Esperó para acercarse a los arrabales al final de la tarde, cuando la luz empezaba a declinar. Un grupo de autodefensa le recibió y, para su tranquilidad, enseguida le pidieron que les mostrara el tatuaje sagrado.

Aquella noche se montó una fiesta de bienvenida en su honor. En una desangelada nave iluminada con antorchas se procedía a agasajar al “Elegido”, aquél que viajaba en busca de la pócima que salvaría a aquella humanidad en claro deterioro, el profeta que acabará con la bacteria que asolaba el continente.

El enterrador recibió con una mezcla de agrado y recelo la cortesía de aquellos semisalvajes. Saboreó un estupendo licor que reconfortaba el cuerpo. Nunca imaginó que aquel brebaje lo conseguían destilando el tuétano de los huesos humanos que consumían. Pero su angustia fue mayúscula cuando el agasajo llegó al culmen del banquete. En una enorme fuente adornada le ofrecieron un asado de pierna humana, un enorme trozo de considerables dimensiones, desde la cadera a la rodilla. Y allí, a pesar de la poca iluminación para su mayor aflicción, pudo ver los restos de un tatuaje, un dibujo que nunca había olvidado.
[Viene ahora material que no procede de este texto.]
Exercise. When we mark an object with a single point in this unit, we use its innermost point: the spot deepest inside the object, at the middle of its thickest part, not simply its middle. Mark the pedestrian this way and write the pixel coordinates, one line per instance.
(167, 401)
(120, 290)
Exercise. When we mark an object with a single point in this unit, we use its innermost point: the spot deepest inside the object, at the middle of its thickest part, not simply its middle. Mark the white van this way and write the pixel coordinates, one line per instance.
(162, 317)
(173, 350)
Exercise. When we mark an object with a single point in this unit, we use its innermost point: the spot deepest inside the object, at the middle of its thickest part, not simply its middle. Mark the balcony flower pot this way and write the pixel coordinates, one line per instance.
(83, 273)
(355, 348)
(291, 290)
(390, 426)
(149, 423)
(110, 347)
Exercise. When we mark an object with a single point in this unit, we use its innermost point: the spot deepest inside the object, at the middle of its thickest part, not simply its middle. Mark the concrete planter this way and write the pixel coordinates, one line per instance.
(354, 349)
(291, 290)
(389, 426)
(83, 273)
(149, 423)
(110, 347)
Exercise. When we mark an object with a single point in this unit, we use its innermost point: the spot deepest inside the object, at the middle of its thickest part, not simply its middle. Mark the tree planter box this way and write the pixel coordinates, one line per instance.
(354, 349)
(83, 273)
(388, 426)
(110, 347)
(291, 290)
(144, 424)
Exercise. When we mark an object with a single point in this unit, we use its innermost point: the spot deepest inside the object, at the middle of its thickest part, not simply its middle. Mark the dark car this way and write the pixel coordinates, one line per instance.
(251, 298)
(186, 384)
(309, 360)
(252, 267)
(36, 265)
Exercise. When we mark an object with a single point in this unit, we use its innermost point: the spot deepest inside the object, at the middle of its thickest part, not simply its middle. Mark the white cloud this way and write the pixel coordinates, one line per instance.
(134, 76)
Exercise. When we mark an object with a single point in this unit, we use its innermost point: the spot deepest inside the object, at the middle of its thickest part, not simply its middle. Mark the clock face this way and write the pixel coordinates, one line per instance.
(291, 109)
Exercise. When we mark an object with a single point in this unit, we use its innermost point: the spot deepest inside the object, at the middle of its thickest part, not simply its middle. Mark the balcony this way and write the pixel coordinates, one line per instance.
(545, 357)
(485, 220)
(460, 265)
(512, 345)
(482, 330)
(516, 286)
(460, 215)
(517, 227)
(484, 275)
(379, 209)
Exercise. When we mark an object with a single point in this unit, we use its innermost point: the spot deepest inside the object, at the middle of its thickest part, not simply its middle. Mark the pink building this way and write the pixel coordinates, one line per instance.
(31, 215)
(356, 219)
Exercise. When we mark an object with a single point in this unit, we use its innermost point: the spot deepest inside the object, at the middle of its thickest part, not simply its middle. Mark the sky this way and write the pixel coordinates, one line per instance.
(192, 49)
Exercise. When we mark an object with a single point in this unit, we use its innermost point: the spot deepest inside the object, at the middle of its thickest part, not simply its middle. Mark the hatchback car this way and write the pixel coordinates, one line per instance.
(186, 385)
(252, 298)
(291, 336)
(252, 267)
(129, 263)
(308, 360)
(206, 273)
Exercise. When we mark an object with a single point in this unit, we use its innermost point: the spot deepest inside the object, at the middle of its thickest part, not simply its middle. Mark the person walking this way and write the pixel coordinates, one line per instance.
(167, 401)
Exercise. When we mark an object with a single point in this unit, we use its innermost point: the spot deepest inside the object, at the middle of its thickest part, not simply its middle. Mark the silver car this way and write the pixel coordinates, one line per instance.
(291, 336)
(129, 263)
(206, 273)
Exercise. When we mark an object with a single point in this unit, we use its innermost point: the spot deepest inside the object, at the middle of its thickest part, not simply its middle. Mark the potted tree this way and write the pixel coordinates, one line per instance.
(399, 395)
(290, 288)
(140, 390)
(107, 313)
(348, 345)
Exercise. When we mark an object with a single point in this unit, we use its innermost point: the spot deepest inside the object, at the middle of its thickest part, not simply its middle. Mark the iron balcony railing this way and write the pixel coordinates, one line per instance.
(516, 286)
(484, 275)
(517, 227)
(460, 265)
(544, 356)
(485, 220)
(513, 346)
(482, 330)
Ante la mirada expectante de todos debía degustar la carne de Helena, aquella  pierna de aspecto sabroso sólo podía corresponder a una antigua compañera de instituto. Cuando eran jóvenes y en verano solían nadar en el río, su precioso bañador rojo contrastaba con ese perfecto dibujo que mostraba una sucesión de hojas de diferentes colores que recorrían sus atractivos glúteos.

Después de un largo y tenso momento de duda, logró dejar la mente en blanco, superó las emociones y el asco, cerró los ojos y con un gesto entre respetuoso y rito iniciático abrió la boca… Todos gritaron y aplaudieron en estado de éxtasis. Mientras los asistentes iniciaban aquel banquete macabro en honor a su llegada, él se reafirmaba en retomar el camino a la mañana siguiente, cuanto antes, no podía soportar tanta barbarie, tanto desorden.

Solicitaba con urgencia buscar la normalidad perdida, necesitaba llegar a un lugar  donde la gente moría de forma natural y podía ser enterrada.